De la même façon, Chiara et Nina, 24 et 17 ans, viennent ici exprimer toute leur tristesse, hurler leur colère. « Ce n’est pas une guerre, c’est un génocide ! », martèle la seconde, lycéenne en région parisienne. « Il faut juste que ça s’arrête, au moins ça, prolonge la première, juriste dans le social, qui enchaîne cette semaine les mobilisations. Il faut que nos gouvernants comprennent qu’il existe une réelle émotion. Moi, je le vois tous les jours sur les réseaux et c’est vraiment impressionnant : des gens qui sont habituellement passifs affichent un engagement en story (publication éphémère, NDLR). Il se passe quelque chose et ça ne vient pas de nulle part, vraiment ! ». Plus loin, Hikram, 28 ans, travailleuse sociale et militante communiste, fait le même constat, mais s’inquiète : « Tout le monde monte en tension, chacun rejoint un camp. Sur les réseaux, certains demandent de concentrer les regards sur Rafah et d’autres demandent où étaient leurs yeux le 7 octobre… J’ai des amis qui ne se parlent plus à cause de ça. Comme si on ne pouvait pas s’indigner des deux ! On se fracture tous et on le doit à la passivité des gouvernements ».
Des fumigènes éclatent, verts, rouges, la foule frappe dans ses mains aux rythmes de chants antifascistes, Emmanuel Macron est dénoncé pour sa lâcheté… « On ne dirait pas, mais ce n’est pas une manif comme une autre », prévient Zaïn, 20 ans, étudiant en mathématiques à Jussieu. Bien sûr, ce n’est pas la première fois qu’il vient « soutenir inconditionnellement » la Palestine et son « peuple opprimé » contre le massacre perpétré par le gouvernement d’extrême droite de Benyamin Netanyahou. Mais cette fois, il sent un vent nouveau, une « rage » plus grande encore. « Quand j’entends Emmanuel Macron dire qu’il ne faut pas céder à l’émotion en reconnaissant l’État de Palestine, ça me rend fou, dit-il. D’abord, nous aurions dû le faire depuis des années. Et puis il ne s’agit pas que d’émotions, nous ne sommes pas des êtres hypersensibles, on parle de mettre fin à l’inhumanité ! Ça me dégoûte de le voir donner des leçons alors qu’il laisse faire depuis le début. Cette situation, la France en est aussi complice ». À ses côtés, Louis, camarade de classe, souffle : « Notre président n’entend que les chiffres, alors on est venu lui en amener un. Combien on est aujourd’hui ? Le peuple est dans la rue pour dire son dégoût du silence et de l’inaction de son propre pays ».

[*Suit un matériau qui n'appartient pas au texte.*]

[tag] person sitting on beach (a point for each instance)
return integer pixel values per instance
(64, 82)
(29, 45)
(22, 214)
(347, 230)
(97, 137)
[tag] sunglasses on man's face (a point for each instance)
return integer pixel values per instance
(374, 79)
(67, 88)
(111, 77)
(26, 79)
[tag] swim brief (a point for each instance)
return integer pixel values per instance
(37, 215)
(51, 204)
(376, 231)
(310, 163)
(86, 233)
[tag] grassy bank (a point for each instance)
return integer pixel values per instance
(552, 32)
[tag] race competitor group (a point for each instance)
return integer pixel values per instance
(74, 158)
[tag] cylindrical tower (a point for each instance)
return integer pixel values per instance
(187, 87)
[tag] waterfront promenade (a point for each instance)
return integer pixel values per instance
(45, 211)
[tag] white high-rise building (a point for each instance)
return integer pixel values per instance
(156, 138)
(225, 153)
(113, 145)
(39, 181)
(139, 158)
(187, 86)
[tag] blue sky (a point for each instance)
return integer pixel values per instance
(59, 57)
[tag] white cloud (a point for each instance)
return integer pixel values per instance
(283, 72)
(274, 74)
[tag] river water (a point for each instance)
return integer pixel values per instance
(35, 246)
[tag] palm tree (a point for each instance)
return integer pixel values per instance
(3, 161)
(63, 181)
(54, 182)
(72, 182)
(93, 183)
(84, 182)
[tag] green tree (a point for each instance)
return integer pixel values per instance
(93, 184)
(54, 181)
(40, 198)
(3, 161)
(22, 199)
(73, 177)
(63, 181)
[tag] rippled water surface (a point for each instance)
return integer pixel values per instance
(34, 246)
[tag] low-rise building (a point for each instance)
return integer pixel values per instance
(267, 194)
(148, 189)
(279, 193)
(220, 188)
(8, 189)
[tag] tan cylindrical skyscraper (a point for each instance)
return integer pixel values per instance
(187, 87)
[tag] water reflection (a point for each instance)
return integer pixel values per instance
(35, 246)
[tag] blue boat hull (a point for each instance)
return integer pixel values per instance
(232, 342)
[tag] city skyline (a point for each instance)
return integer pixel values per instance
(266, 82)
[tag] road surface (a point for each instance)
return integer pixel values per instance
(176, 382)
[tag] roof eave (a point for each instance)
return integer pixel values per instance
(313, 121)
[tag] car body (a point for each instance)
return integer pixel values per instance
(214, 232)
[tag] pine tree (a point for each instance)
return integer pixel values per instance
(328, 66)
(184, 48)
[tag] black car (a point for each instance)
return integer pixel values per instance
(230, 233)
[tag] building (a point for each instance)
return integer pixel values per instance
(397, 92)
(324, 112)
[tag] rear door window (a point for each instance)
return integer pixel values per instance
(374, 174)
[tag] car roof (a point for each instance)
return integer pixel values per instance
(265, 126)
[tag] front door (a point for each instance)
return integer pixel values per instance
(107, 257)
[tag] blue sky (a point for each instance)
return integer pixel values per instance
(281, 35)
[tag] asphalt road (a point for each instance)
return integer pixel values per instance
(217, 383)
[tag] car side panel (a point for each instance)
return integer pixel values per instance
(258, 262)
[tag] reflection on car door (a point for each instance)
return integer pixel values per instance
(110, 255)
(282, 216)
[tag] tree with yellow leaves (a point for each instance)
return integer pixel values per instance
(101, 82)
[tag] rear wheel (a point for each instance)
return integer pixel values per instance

Dans les cortèges, le drapeau palestinien n’est pas le seul à défier le gris du ciel. Il y a ceux des antifascistes, venus saluer la mémoire de Clément Méric, tué il y a onze ans pratiquement jour pour jour dans la capitale par des skinheads, mais aussi le drapeau kanaky, porté fièrement par Toa, 30 ans. « On peut croire que c’est un drôle de mélange pas très cohérent, mais ce n’est pas le cas, démine-t-il immédiatement, tout sourire. Nous nous battons tous contre les injustices, l’impérialisme, la colonisation, le droit des peuples à disposer d’eux-mêmes, et l’extrême droite. L’heure est grave partout et le sursaut est loin. Il va falloir une jeunesse mobilisée pour faire face à tous les défis. Il semble que la réponse ne puisse venir que de la rue ». Et toujours pas de plus haut.